Python: Decorator Fundamentals#

Python has had the standard @decorator style decorator syntax since PEP 318 – Decorators for Functions and Methods was accepted, while some tweaks to the grammar have been made a long the way via PEP 3129 – Class Decorators and PEP 614 – Relaxing Grammar Restrictions On Decorators, their behavior has remained largely unchanged.

The most common misconception about decorators is that they are a function that takes a function and returns a function. While this does describe a common pattern for decorators, it ignores their generalized framework and misses strong usecases for decorators. Instead, I will say that a decorator is a callable that takes a class or function as an argument to encapsulate/manipulate some state and/or prepend/append some behavior to that class or function. While that definition is quite verbose, I think the following code snippets will help make my point.

When should I use a decorator?#

You only need a decorator when you have many functions/classes, and you want to apply a similar operation on all of them. As a broad generalization, can use a decorator whenever you have a piece of code that you would like to run when:

  1. A function/class is defined

  2. Prior each function/class call

  3. After each function/class call

These are the common entry points for code execution that decorators enable our code to tap into. By having programmatic access to these entry points, we can easily perform operations like registering functions¹, argument validation/injection², timing function execution²³, docstring appension¹, single dispatch¹², classmethods & staticmethods¹, and much more.

As you can see there are a huge variety to the types of patterns decorators help achieve in our Python code. While it is possible to write these ideas into our code, decorators enable us to do so with a concise and flexible language. Ensuring our code is not needlessly repetitive and easy to maintain/extend.

Let’s take some time to discuss how we can implement decorators in our code- going back to how we can implement them without using the @ syntax.

Decorators prior to @#

Before PEP 318, decorators had to be written in a much more verbose manner which often obscured code meaning because it separated the decorating-function from the decorated-function.

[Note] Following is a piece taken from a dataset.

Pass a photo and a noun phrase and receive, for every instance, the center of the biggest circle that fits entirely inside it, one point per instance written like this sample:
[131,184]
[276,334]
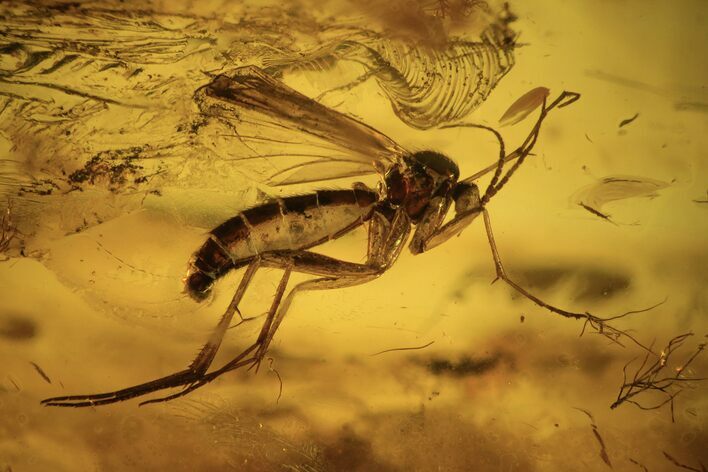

Let’s look at a simplified version of the motivating example from the aforementioned PEP to demonstrate:

# 1) old syntax
def foo(cls):
    pass

foo = classmethod(foo)
foo
<classmethod(<function foo at 0x7f3691e53370>)>
# 2) new syntax
@classmethod
def foo(cls):
    pass

foo
<classmethod(<function foo at 0x7f3691e536d0>)>

In example 1, we allow for a separation between the decorating function classmethod to be separate from the decorated function foo. While this may not seem too bad, this syntax supports for arbitrary separation of the decorating and decorated functions, meaning that you may not know a function has been decorated until some time later reading the code.

By keeping the decorating function immediately on top of the decorated function such as with the @ style syntax, we can immediately notify someone reading this code that the currently defined function foo is being interacted with in some way by classmethod

Passing functions as arguments#

In order to understand decorators, we first need some foundational building blocks. The most important of these pieces is the idea of passing functions (and classes) as an argument to another callable.

Passing functions (and classes) as objects is the most basic concept you’ll need to know in order to understand decorators.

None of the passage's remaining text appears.